Depois de longas noites de reflexão e extensos debates online e offline, posso afirmar, com moderada certeza, que sei qual é o principal problema de Sherlock Holmes: A Game of Shadows (ou Sherlock Holmes 2 para os mais preguiçosos). Mas já lá vamos.

 

Comecemos pelo início. Depois de desvendar o mistério por detrás de Lord Blackwood, Sherlock Holmes enfrenta agora o seu maior desafio... ou melhor, os seus maiores desafios. Para além de medir forças com o temível Professor Moriarty (que trocou as sombras do primeiro filme pelo lugar de vilão principal), tem ainda de enfrentar a inevitabilidade em que se tornou o casamento do seu inseparável colega, John Watson. A química entre Law e Downey Jr. continua a ser um dos grandes atrativos do filme, e neste segundo capítulo mantém o nível a que nos tinha habituado.

 

O estilo de Guy Ritchie também não é muito diferente daquilo que nos mostrou em 2009. Mantém-se frenético e cativante, graças a um apurado estudo de mercado que o levou a usar, e por vezes abusar, do mecanismo narrativo mais interessante do primeiro filme - o cálculo mental de Holmes. Já o vilão, apesar de não ter por detrás um ator com o peso de Downey Jr. (ou talvez por isso mesmo), consegue convencer-nos que Moriarty não está para brincadeiras (e aqueles 20 minutos finais são magníficos).

 

Mas então, o que poderá ter falhado?

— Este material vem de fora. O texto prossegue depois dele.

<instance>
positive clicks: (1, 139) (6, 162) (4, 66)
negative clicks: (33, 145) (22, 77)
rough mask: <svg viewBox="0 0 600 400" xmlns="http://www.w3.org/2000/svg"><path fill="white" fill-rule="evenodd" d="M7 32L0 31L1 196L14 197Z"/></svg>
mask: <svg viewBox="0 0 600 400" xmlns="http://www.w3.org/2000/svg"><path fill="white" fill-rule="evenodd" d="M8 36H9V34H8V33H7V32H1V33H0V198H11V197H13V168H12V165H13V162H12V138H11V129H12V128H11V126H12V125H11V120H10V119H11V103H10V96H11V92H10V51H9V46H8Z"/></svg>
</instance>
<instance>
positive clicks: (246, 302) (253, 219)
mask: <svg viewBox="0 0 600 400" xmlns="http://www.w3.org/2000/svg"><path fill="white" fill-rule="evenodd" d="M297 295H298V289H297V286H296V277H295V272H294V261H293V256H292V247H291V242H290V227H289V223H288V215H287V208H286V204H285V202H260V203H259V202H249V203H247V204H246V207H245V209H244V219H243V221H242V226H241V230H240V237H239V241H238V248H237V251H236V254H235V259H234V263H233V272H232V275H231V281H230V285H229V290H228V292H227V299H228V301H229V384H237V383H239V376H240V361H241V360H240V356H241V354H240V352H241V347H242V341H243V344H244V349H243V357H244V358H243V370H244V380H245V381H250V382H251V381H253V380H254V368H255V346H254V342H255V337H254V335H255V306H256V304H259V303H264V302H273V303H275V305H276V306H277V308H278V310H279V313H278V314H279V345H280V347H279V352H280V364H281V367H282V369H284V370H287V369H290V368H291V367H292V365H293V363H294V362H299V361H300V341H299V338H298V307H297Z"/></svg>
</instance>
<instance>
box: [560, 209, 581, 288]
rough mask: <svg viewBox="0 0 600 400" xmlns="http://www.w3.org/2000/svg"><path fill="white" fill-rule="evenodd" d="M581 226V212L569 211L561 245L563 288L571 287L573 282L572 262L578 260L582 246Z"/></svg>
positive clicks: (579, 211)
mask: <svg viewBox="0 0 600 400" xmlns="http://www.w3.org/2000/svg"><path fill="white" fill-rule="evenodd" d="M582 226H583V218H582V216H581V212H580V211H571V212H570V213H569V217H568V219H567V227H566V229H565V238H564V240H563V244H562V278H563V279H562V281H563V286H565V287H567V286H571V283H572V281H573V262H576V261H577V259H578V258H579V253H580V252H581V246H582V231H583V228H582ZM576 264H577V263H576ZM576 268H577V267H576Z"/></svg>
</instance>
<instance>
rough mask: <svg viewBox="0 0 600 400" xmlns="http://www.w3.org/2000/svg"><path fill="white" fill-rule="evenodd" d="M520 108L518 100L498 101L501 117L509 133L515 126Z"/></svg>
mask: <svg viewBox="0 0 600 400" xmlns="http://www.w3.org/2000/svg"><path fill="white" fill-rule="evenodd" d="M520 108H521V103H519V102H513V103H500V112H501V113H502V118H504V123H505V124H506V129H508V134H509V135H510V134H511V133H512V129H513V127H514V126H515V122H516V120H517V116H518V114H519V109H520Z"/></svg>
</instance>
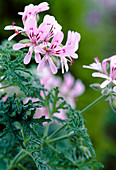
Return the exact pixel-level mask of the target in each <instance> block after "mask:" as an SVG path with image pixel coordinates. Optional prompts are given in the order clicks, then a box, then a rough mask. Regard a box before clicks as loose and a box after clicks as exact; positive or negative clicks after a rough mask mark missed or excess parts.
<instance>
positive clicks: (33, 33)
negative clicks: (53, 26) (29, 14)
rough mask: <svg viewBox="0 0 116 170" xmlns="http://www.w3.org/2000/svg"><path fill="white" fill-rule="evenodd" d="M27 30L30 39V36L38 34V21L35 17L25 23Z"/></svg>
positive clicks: (31, 17) (26, 21)
mask: <svg viewBox="0 0 116 170" xmlns="http://www.w3.org/2000/svg"><path fill="white" fill-rule="evenodd" d="M25 30H26V33H27V35H28V36H29V37H30V35H32V33H33V34H36V33H37V21H36V18H34V17H29V18H28V19H27V21H26V23H25Z"/></svg>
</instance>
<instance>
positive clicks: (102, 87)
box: [100, 80, 111, 88]
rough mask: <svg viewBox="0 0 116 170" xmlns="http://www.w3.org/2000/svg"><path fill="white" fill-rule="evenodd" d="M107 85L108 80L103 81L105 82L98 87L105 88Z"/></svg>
mask: <svg viewBox="0 0 116 170" xmlns="http://www.w3.org/2000/svg"><path fill="white" fill-rule="evenodd" d="M109 83H111V81H110V80H105V81H104V82H103V83H102V84H101V85H100V87H101V88H104V87H106V86H107V85H108V84H109Z"/></svg>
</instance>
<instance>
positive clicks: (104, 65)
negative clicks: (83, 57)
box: [102, 57, 111, 73]
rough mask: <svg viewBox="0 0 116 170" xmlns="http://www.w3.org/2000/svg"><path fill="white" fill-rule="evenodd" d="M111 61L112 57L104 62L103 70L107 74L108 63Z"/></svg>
mask: <svg viewBox="0 0 116 170" xmlns="http://www.w3.org/2000/svg"><path fill="white" fill-rule="evenodd" d="M110 60H111V57H110V58H106V59H104V60H103V61H102V68H103V71H104V72H105V73H106V72H107V67H106V64H107V62H108V61H110Z"/></svg>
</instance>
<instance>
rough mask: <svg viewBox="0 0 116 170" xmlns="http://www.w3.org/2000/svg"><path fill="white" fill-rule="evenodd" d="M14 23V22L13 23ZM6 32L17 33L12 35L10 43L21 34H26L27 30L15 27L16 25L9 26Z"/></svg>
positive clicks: (6, 26)
mask: <svg viewBox="0 0 116 170" xmlns="http://www.w3.org/2000/svg"><path fill="white" fill-rule="evenodd" d="M13 23H14V22H13ZM4 30H14V31H15V33H14V34H12V35H11V36H10V37H9V38H8V41H10V40H12V39H13V38H14V37H15V36H16V35H18V34H20V33H25V28H22V27H19V26H14V24H12V25H8V26H6V27H5V28H4Z"/></svg>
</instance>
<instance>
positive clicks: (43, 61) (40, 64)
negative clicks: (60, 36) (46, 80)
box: [37, 56, 46, 72]
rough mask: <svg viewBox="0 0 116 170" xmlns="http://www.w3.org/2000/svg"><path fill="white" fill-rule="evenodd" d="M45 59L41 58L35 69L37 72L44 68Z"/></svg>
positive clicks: (42, 69)
mask: <svg viewBox="0 0 116 170" xmlns="http://www.w3.org/2000/svg"><path fill="white" fill-rule="evenodd" d="M45 57H46V56H44V57H43V58H42V60H41V61H40V63H39V65H38V67H37V71H39V72H41V71H42V70H43V68H44V66H45V61H46V59H45Z"/></svg>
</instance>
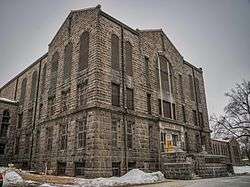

Noomi Rapace (a Lisbeth Salander dos Millennium originais) é mal aproveitada, é certo, mas não é esse o seu maior problema.

 

O grande problema de Sherlock Holmes: A Game of Shadows está sobretudo na ausência de uma mistério suficientemente forte para sustentar a narrativa. O argumento preocupou-se tanto em estabelecer empatia com o público que se esqueceu de alimentar os protagonistas com um arco narrativo coeso. Pegando no exemplo do primeiro filme: havia o mistério inicial - um homem que conseguiu sobreviver à própria morte - e a partir daí foram-se construindo pequenos mistérios. Em A Game Of Shadows não há nada disso. O argumento limita-se a ir em velocidade cruzeiro até ao seu desfecho.

 

Obviamente que isso não põe em causa os méritos da reinvenção de Guy Ritchie (o filme continua a ser uma excelente pipoca) mas acaba por deixar no ar uma sensação de oportunidade perdida.